Estúpida.Latina.Bethânia.

A irreverência da escrita dela sempre deixou minha atenção vidrada desde muito menina. Eu, em algum consultório de dentista  selecionava a revista, meticulosamente, na página em que tinha a coluna dela. Coluna sagrada para mim. Eu não lia aquilo. Eu devorava. Quando dei de cara com "PARA O CARNAVAL"  fiquei com vontade de rodar a baiana também, pensei com meus botões de pura timidez: um dia vou escrever igual a essa MULHER que é autêntica e "dá a escrita à tapa". Ela escreveu muitas verdades e em uma época em que nem se pronunciava a palavra 'empoderamento', ela já agigantava suas leitoras (e tinha aversão alérgica ao termo 'empoderamento' cunhado hoje). "Protagonismo feminino", "lugar de fala?"...Oi?! Fernanda abominava com sagacidade tudo isso. E em devaneios, cheia de graça, desejava, alguma vez na vida, se dar ao luxo de encarnar uma segunda 'persona': Fefê Machado - "a socialite", quem sabe. Uma das crônicas de sua coluna na Revista Cláudia, lembro bem: se chamava "À bunda". Ela se atreveu a falar sobre corpo, mesmo em meio a tanto tabu, rompeu padrões de beleza e estimulou que cada ser fosse  belo a sua maneira ... Muita gente há de pensar 'que mulher desbocada', só-que-não. Fernanda Young foi brava guerreira, um verso de atitude em pessoa... Uma bruta flor tatuada no braço.

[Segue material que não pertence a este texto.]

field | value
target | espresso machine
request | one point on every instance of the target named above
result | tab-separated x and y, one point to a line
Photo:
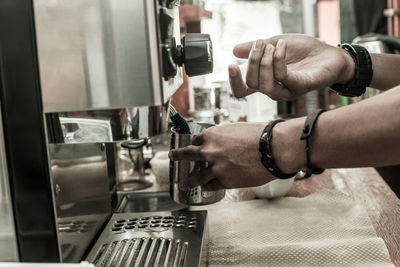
78	78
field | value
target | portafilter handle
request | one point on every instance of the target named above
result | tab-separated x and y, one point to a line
195	53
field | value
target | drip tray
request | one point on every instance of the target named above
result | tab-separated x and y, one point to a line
174	238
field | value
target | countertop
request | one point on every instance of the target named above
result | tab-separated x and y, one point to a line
367	187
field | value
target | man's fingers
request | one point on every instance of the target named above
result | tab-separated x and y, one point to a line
214	185
198	178
198	140
239	88
280	68
253	67
186	153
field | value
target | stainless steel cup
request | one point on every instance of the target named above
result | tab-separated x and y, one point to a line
180	171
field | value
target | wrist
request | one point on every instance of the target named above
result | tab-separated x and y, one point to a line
287	149
348	68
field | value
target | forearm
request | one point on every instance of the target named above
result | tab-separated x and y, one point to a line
386	71
359	135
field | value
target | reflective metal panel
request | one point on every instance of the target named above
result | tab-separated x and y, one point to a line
175	238
98	54
82	195
8	239
106	125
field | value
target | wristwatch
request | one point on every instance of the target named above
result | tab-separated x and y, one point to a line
265	149
362	75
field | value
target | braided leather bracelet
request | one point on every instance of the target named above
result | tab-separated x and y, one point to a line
265	149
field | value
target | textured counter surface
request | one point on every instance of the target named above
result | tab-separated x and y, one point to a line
366	189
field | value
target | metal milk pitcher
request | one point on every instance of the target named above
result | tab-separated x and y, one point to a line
180	170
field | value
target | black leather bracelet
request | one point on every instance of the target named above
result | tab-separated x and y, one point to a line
265	149
305	135
362	74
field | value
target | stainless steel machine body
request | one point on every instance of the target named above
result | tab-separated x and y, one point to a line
100	54
181	170
8	240
152	239
78	77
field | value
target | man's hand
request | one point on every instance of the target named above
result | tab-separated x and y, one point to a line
287	66
231	151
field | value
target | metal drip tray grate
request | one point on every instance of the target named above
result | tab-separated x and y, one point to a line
152	239
142	252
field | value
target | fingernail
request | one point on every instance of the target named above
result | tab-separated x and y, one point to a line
171	155
232	72
183	186
259	44
270	48
280	43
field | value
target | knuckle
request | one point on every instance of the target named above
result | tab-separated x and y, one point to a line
275	98
205	154
278	56
266	63
253	59
252	84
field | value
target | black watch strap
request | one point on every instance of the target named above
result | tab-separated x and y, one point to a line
265	149
362	74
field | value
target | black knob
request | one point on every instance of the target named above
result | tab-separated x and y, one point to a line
196	53
166	25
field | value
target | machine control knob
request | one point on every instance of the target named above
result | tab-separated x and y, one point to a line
166	24
195	53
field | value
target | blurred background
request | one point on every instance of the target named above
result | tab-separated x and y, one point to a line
371	23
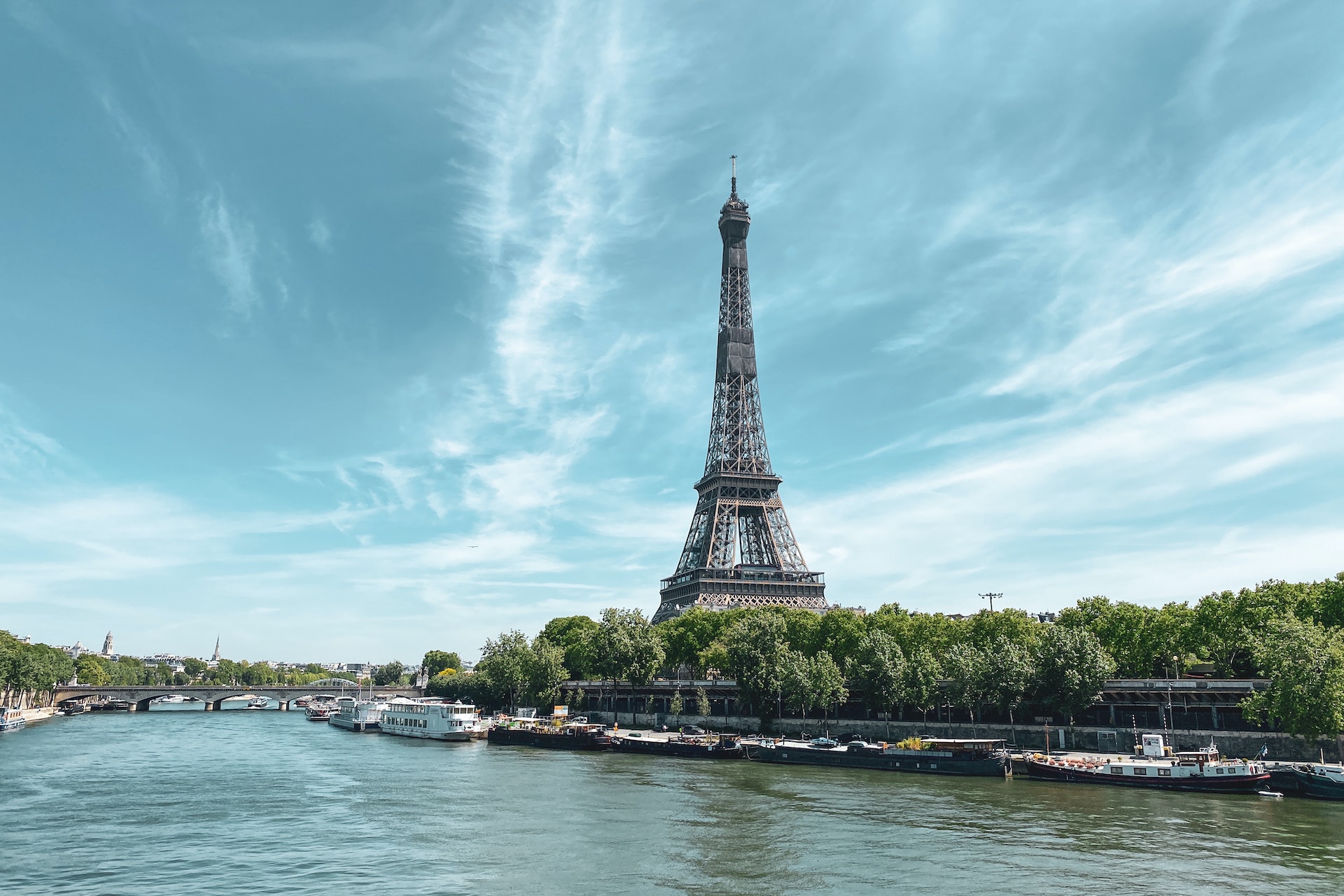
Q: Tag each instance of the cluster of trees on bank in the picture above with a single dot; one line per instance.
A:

Fernanda provocou. Fernanda também foi muito irritada (e curtiu isso). Divartista. Multipersona. Estúpida. Latina. Bethânia. Uma das raras escritoras, cujas palavras me acudiam em meio às crises existenciais/profissionais. Uma das poucas escritoras para quem cogitei escrever uma carta: sobre vida, sobre desabafo, sobre falar-na-lata, sobre minha coceira crônica na mão, no coração e na cabeça que me faz escrever de forma compulsiva (e com o pulso certo, num ritmo muito empolgado como se compusesse música). Cheguei a digitar o e-mail. Escrevi, mas não mandei. Salvei nos rascunhos. Talvez, por baixa auto estima, me achando ridícula por crer que uma consagrada escritora leria uma "carta minha". Talvez, por ilusão, não desejando encarar a finitude (a minha, a dela, a do mundo). "Tenho todo tempo do Universo, outro dia eu mando... Outro dia. Numa dessas sessões de autógrafos de livraria, quem sabe eu a encontro." O fato é que não a encontrei (e o triste de hoje é saber que nunca a encontrarei nessa existência física) mas saber que a escrita dela me encontrou de jeito uma vez e essa vez foi 'pratodavida'. Isso sim que agora importa. Isso sim que agora me faz querer homenagear essa rebelde-ácida-doçura.